Erkeklerin bu tür meslekler ve eğlencelerden söz ettikleri durumlarda, belirli ilköğretim sınıflarının egemen olduğunu belirtir. Bir insanın birden fazla çağrı ya da sporda, farklı elemenler tarafından kontrol edilen alemlerde doğal bir eğim hissettiği ya da başarılı olduğu bir noktada, bu, tek bir sınıfın baskın olmadığının, ancak öğelerin iki ya da daha fazlasının yapısında iyi temsil edildiğinin bir işaretidir. -up.

Bir kimse evinin su üzerinde olduğunu hissederse, ne kadar maaş ödemesi veya ne kadar büyük ve çok sayıda mağduriyet olursa olsun, ve toprak için bir hoşnutsuzluk varsa, o zaman dünya elementleri neredeyse yoktur. Böyle bir adam karada başarılı olamayacak, ne de servetlerini parayla sayamayacak.
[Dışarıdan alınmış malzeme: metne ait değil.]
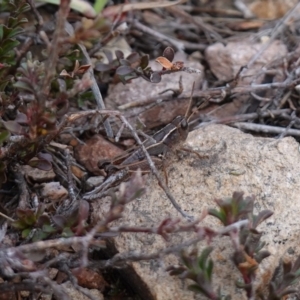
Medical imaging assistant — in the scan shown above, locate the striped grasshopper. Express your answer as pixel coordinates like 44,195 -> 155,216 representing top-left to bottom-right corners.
83,84 -> 194,219
84,116 -> 189,200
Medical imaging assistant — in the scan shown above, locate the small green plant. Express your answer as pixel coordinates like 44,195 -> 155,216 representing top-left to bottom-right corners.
0,0 -> 30,92
168,192 -> 300,300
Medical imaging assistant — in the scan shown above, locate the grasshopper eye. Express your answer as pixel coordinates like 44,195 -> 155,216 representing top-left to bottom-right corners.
180,118 -> 189,130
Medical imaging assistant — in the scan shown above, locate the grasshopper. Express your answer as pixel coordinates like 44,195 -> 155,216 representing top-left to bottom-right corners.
84,116 -> 189,200
83,84 -> 194,218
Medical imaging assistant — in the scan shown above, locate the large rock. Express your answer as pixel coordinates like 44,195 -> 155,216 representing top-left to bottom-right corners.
94,125 -> 300,300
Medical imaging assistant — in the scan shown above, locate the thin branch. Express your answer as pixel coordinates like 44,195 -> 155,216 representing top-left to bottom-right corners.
41,0 -> 71,95
120,115 -> 194,220
231,122 -> 300,137
132,20 -> 184,51
65,22 -> 114,138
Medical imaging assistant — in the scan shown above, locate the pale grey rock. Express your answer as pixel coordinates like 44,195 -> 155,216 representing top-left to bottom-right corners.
22,165 -> 56,183
105,53 -> 204,128
61,281 -> 104,300
40,181 -> 68,201
93,125 -> 300,300
205,40 -> 288,84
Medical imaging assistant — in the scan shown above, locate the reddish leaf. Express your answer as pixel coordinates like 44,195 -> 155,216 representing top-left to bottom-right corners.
155,56 -> 173,70
103,49 -> 113,63
120,59 -> 130,66
15,113 -> 28,124
2,121 -> 25,134
150,72 -> 161,83
163,47 -> 174,62
126,52 -> 140,64
79,200 -> 90,221
140,54 -> 149,69
95,63 -> 111,72
115,50 -> 124,59
116,66 -> 133,76
28,157 -> 52,171
37,152 -> 53,161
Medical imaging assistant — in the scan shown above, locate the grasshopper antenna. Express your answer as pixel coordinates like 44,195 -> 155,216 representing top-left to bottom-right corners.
184,81 -> 195,122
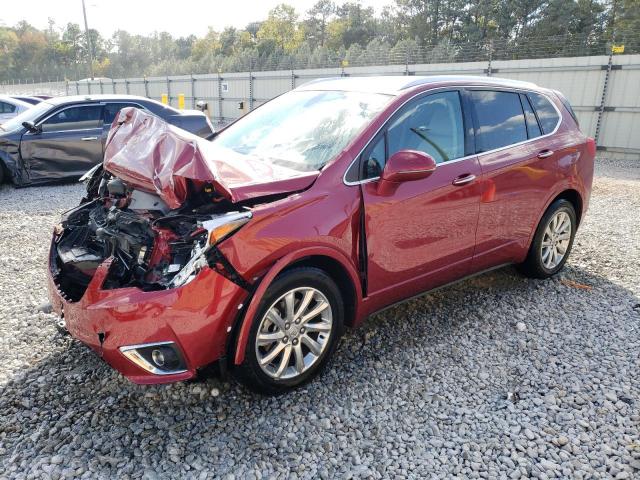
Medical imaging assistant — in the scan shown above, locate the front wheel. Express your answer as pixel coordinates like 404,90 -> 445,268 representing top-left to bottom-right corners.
518,199 -> 578,278
234,267 -> 344,394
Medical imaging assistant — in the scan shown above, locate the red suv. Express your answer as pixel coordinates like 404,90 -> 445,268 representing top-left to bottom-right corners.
49,76 -> 595,393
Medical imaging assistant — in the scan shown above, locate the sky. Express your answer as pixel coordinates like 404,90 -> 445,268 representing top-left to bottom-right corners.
0,0 -> 394,37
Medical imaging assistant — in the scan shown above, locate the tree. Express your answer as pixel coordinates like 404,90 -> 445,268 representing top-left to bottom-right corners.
257,3 -> 304,52
304,0 -> 336,48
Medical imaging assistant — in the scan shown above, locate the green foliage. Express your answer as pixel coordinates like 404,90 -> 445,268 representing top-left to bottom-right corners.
0,0 -> 640,81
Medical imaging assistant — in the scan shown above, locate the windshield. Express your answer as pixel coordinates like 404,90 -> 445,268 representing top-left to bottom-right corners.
213,91 -> 391,172
0,102 -> 53,131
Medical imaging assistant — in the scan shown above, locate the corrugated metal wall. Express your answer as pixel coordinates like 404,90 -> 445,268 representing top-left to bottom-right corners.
2,55 -> 640,160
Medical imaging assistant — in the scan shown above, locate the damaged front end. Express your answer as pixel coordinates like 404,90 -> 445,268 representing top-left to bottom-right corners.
51,170 -> 251,301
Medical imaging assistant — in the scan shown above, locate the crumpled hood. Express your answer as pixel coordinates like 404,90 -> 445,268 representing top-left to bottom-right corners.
104,107 -> 320,208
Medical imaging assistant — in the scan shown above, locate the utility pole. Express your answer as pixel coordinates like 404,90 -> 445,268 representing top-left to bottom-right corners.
82,0 -> 93,80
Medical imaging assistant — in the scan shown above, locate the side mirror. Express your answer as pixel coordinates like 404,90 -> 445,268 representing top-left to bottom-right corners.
380,150 -> 437,183
22,122 -> 42,133
378,150 -> 437,195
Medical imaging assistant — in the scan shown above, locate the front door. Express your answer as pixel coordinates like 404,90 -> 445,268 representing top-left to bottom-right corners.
20,104 -> 103,182
361,91 -> 481,301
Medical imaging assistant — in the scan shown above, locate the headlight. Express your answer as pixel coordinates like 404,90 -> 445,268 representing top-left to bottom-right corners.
171,212 -> 251,288
202,212 -> 251,245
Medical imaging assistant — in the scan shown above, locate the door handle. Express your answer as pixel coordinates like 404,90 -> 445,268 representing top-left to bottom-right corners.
538,150 -> 554,158
452,173 -> 476,187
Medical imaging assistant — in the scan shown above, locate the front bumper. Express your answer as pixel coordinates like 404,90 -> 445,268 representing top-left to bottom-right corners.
48,238 -> 247,384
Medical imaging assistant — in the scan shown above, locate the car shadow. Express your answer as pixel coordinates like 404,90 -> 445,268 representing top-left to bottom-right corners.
0,265 -> 640,474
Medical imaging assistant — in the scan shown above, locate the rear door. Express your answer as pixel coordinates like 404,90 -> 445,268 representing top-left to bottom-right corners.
361,90 -> 480,301
470,88 -> 555,271
20,103 -> 104,182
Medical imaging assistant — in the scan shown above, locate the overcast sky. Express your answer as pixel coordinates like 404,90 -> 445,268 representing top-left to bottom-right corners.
0,0 -> 394,37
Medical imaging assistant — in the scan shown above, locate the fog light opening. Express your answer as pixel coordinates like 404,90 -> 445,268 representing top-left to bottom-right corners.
120,342 -> 187,375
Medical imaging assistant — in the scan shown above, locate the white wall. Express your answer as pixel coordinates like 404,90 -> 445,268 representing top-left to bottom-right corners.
0,55 -> 640,160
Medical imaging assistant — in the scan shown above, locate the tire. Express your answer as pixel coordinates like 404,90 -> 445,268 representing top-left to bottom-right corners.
232,267 -> 344,395
518,199 -> 578,278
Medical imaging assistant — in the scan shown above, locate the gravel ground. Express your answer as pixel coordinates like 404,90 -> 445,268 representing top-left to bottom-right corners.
0,161 -> 640,479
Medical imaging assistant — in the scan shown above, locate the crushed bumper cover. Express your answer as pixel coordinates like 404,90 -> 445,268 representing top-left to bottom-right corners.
48,243 -> 247,384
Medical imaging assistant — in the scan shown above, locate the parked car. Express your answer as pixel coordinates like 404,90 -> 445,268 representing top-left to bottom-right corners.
11,95 -> 44,105
0,95 -> 32,124
49,76 -> 595,393
0,95 -> 213,186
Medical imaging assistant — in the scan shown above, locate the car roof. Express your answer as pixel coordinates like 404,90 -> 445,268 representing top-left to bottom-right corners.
296,75 -> 539,95
0,95 -> 33,108
46,93 -> 158,106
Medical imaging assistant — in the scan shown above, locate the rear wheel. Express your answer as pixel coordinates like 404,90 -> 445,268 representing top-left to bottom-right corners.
519,199 -> 577,278
234,267 -> 344,394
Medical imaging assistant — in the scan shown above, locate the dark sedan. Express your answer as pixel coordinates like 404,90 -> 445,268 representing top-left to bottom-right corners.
0,95 -> 213,186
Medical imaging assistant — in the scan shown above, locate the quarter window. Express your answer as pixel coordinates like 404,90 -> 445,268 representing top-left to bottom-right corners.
471,90 -> 527,153
520,95 -> 542,138
387,91 -> 464,163
104,103 -> 140,125
42,105 -> 102,132
528,93 -> 560,135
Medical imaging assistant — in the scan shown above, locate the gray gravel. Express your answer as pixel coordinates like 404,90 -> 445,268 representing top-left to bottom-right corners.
0,162 -> 640,479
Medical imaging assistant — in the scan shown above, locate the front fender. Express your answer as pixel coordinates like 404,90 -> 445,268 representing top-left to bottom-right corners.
234,246 -> 362,365
527,178 -> 588,251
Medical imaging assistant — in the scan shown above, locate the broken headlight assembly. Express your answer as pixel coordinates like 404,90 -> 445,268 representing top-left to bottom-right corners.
170,212 -> 252,288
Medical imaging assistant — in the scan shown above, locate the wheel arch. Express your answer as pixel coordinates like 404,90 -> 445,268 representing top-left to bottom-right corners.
228,247 -> 362,365
556,188 -> 584,225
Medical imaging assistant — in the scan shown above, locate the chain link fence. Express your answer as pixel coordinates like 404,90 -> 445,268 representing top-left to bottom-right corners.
0,32 -> 640,160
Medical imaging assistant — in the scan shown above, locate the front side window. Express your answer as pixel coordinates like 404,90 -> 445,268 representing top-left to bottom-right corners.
527,93 -> 560,135
212,90 -> 392,175
387,91 -> 464,163
42,105 -> 102,132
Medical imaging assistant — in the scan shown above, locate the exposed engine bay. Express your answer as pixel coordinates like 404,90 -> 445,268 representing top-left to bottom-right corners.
51,166 -> 251,301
Para genellikle onun başını belaya sokar.

Bir erkeğin su korkusu varsa, su elementlerinin anayasasında çok az oynadığı ya da hiç oynamadığı anlamına gelir; o zaman su elementleri ona karşı saygılı olmakla yükümlüdür ve su üzerinde çok az başarı ile karşılaşır.

Vücudunda hava elementleri az olanlar, tırmanamazlar, sehpaları geçemezler, korkuluksuz merdivenlerden çıkamazlar, kendilerini yerden hafif bir yüksekliğe sabitlenemezler, bir uçurumun üzerinden veya baş dönmesi olmadan büyük bir yükseklikten bakamazlar. Düşme korkusuyla yakalandıkları ve ağırlık merkezlerini kendilerinin ötesine yansıttıkları için vücutlarının takip etmesi muhtemeldir. Bunlar gibi deneyimlerden kaynaklanan şok ölümcül olabileceğinden, balon veya havayollarına kalkışılmamalıdır.

Vücudunda yangın elementleri eksikliği varsa, adam ateşten korkar, güneşe maruz kalmaya korkar. Yangının söz konusu olduğu durumlarda başarılı olamayacak ve kaybedilmeye ve yangından bedensel yaralanmalara maruz kalmaya yetkilidir. Güneş yanığı ve güneş çarpması ve bunun sonucunda ortaya çıkan ateşler bu insanlara geliyor.